The film is charming as at times it can be raunchy, but innocently so and the film is very re-watchable. You find yourself wanting to spend time with the characters. While approaching the subject of interracial relationships it makes a few jokes but mainly stays away from the subject being the main focus or even a supporting focus of the film.
The film centers around and gives a more female point of view, but isn't overly dependent on showing femininity.
Her sister is a sexy unbalanced riot throughout the film. Not as dry and straight faced as she was in Paris.
At times the family and the characters feel a bit like cartoons though towards the end they feel more down to earth. Especially her father.
Luckily the film doesn't go overboard trying to portray everything as deep and meaningful. It also tends to be more cute rather than funny.
No offense and maybe I am bias. Though the first film was more situational it was fun even when it felt like a bit much. Though I understood Adam Goldberg's character and his frustration. Here with Chris Rock being her romantic interest. I feel the film opened up more and feels more integrated as his race comes into play, but not as much as other films and not as much as it could have. Treating the situation as matter of fact rather then in your face. Also rock's character is more passive though shows his love for her. Where as Goldberg in Paris always seems like he is on the verge of leaving her.

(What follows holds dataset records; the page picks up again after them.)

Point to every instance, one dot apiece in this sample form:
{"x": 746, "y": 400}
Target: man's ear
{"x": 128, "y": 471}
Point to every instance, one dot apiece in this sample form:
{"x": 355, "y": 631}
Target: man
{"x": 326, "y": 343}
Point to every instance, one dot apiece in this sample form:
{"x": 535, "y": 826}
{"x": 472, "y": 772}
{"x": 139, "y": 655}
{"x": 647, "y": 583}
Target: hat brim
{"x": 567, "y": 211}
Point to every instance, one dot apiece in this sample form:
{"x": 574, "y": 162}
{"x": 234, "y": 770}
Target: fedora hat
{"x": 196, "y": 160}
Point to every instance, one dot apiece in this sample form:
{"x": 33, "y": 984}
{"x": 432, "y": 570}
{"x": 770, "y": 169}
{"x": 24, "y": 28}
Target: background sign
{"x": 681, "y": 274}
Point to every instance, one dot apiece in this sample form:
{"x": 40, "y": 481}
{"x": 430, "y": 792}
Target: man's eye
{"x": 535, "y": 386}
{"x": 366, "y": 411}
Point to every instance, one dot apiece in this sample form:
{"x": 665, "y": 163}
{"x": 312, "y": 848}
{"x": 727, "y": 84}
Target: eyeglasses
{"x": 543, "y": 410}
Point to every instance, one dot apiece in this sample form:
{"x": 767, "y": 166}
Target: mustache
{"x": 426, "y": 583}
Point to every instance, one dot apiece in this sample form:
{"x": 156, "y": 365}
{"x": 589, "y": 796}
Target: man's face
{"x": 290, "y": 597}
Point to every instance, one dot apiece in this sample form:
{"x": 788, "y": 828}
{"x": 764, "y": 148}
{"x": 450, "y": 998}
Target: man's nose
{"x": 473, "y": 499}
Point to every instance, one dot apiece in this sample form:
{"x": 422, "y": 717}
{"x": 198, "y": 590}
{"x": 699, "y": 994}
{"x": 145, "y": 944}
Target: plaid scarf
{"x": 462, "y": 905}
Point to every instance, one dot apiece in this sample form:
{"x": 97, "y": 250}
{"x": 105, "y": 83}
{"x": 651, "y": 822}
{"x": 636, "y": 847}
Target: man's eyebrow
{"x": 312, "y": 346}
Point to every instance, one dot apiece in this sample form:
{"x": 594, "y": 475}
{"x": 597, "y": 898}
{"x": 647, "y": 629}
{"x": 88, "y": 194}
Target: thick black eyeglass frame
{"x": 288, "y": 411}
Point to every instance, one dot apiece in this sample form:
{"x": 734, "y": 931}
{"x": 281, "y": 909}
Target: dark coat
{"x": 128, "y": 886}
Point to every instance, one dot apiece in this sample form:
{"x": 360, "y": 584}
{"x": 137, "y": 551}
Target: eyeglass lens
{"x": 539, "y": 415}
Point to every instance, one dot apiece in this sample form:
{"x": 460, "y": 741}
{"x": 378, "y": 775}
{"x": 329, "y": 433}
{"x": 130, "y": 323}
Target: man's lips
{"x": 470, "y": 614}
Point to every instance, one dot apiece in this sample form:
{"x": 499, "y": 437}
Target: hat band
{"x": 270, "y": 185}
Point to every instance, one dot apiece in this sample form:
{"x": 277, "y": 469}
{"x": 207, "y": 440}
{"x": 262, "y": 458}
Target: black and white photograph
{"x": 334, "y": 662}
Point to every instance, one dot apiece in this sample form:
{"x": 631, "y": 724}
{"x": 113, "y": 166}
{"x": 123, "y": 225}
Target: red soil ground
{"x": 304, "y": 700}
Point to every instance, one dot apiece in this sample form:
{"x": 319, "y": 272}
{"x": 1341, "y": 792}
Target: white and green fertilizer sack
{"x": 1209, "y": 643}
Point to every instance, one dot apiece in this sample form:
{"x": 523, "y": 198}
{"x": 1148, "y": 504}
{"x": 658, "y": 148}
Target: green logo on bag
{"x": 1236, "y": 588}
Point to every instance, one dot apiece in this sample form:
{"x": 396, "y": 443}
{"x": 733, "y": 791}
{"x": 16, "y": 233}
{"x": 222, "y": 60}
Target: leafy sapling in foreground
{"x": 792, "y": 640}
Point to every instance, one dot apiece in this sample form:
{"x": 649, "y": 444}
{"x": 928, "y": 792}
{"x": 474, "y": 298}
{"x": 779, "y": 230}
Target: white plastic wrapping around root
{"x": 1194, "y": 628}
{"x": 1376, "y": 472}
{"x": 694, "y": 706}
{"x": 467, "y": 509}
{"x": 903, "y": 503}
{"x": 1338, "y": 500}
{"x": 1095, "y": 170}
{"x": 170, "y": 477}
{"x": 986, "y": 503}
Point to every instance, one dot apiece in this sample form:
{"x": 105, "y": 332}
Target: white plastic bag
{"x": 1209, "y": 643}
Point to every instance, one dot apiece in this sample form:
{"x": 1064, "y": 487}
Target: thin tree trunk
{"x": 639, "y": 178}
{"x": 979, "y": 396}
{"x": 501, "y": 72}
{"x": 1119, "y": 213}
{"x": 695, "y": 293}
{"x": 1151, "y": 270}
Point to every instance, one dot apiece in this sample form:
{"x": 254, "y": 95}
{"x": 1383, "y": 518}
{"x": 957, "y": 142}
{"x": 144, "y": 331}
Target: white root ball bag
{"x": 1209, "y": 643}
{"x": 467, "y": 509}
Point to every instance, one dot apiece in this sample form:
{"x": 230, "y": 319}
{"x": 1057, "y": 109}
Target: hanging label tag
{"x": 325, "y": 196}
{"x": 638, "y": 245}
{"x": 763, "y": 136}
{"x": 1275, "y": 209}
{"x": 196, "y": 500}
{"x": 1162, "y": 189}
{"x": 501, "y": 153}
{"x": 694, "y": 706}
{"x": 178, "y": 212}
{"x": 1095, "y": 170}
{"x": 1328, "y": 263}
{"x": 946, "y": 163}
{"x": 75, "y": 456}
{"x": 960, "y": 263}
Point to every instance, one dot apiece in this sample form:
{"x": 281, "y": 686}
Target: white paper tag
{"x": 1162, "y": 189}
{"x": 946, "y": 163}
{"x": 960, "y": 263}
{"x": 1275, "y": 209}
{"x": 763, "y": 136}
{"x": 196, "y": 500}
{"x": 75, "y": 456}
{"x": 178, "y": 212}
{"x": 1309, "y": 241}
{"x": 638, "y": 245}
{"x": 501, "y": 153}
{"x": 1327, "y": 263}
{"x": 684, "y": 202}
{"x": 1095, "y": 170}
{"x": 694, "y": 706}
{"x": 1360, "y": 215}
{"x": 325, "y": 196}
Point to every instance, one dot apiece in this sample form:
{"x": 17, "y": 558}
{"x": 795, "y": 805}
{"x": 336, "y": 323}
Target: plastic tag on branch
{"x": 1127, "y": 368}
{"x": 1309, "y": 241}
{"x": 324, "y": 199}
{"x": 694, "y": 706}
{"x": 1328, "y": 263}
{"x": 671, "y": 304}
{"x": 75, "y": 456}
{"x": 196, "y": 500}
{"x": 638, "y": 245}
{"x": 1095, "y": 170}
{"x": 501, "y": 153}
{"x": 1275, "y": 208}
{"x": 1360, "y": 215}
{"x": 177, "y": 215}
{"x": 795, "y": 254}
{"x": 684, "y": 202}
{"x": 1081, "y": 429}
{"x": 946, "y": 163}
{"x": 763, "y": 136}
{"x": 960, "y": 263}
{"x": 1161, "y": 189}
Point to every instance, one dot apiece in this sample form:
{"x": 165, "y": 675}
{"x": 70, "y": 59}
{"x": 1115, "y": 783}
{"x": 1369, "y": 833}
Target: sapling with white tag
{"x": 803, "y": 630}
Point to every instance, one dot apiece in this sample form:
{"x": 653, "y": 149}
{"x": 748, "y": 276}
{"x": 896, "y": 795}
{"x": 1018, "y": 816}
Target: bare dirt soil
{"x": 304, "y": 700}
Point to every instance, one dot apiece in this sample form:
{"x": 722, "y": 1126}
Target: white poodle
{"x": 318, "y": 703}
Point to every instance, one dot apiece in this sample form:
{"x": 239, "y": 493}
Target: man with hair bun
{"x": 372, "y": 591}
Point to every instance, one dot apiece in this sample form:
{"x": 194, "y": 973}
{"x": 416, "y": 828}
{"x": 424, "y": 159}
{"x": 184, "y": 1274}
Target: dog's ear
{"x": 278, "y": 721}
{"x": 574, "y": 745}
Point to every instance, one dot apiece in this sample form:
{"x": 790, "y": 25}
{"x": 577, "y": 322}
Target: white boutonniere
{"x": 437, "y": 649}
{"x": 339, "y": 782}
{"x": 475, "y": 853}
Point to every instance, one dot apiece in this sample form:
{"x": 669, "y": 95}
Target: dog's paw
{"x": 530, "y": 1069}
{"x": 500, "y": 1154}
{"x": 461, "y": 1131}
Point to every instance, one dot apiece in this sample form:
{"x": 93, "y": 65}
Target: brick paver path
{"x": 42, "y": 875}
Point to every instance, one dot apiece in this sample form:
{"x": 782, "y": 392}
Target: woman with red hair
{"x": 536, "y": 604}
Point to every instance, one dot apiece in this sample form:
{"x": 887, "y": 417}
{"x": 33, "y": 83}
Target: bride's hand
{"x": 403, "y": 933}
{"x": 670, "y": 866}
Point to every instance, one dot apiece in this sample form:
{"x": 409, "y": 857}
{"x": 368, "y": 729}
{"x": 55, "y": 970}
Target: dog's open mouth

The film shows the difficulty of blending ready made families and interracial relationships though with the later never makes it a large issue or delve into it too deeply, but do mention it a bit.
Chris Rock seems more relaxed and natural on screen than ever before. He doesn't seem as pressured to perform. Though it's strange to see him in this way considering his character is upset and uptight throughout the film.
I found the film particularly funny as Rock’s parents liked and preferred his fiancée’s unbalanced sister Rose (Played By Co-Writer Alexia Landeau) over the more responsible Delpy. Which she was in the first film. Here she seems to have gone through a metamorphosis which I wonder if is a result of being on vacation on foreign soil. So she can be whoever she wants to be.
Julie Delpy wrote the role of Mingus specifically for Chris Rock.
This film doesn't rely also as much on the strangeness of the city as much as he richness of the city and showing the characters more as crazy in the civil city that accepts them as one of it's own.
The only reason this film didn't make my hall of fame list is that this is not only the work from he imagination of an individual. It is a personal story that is something only they could make. It's small scale and intimate though at times the subjects are broad.
In the end the film ends on a more positive and spiritual mood then any of the films or filmmakers she was influenced by.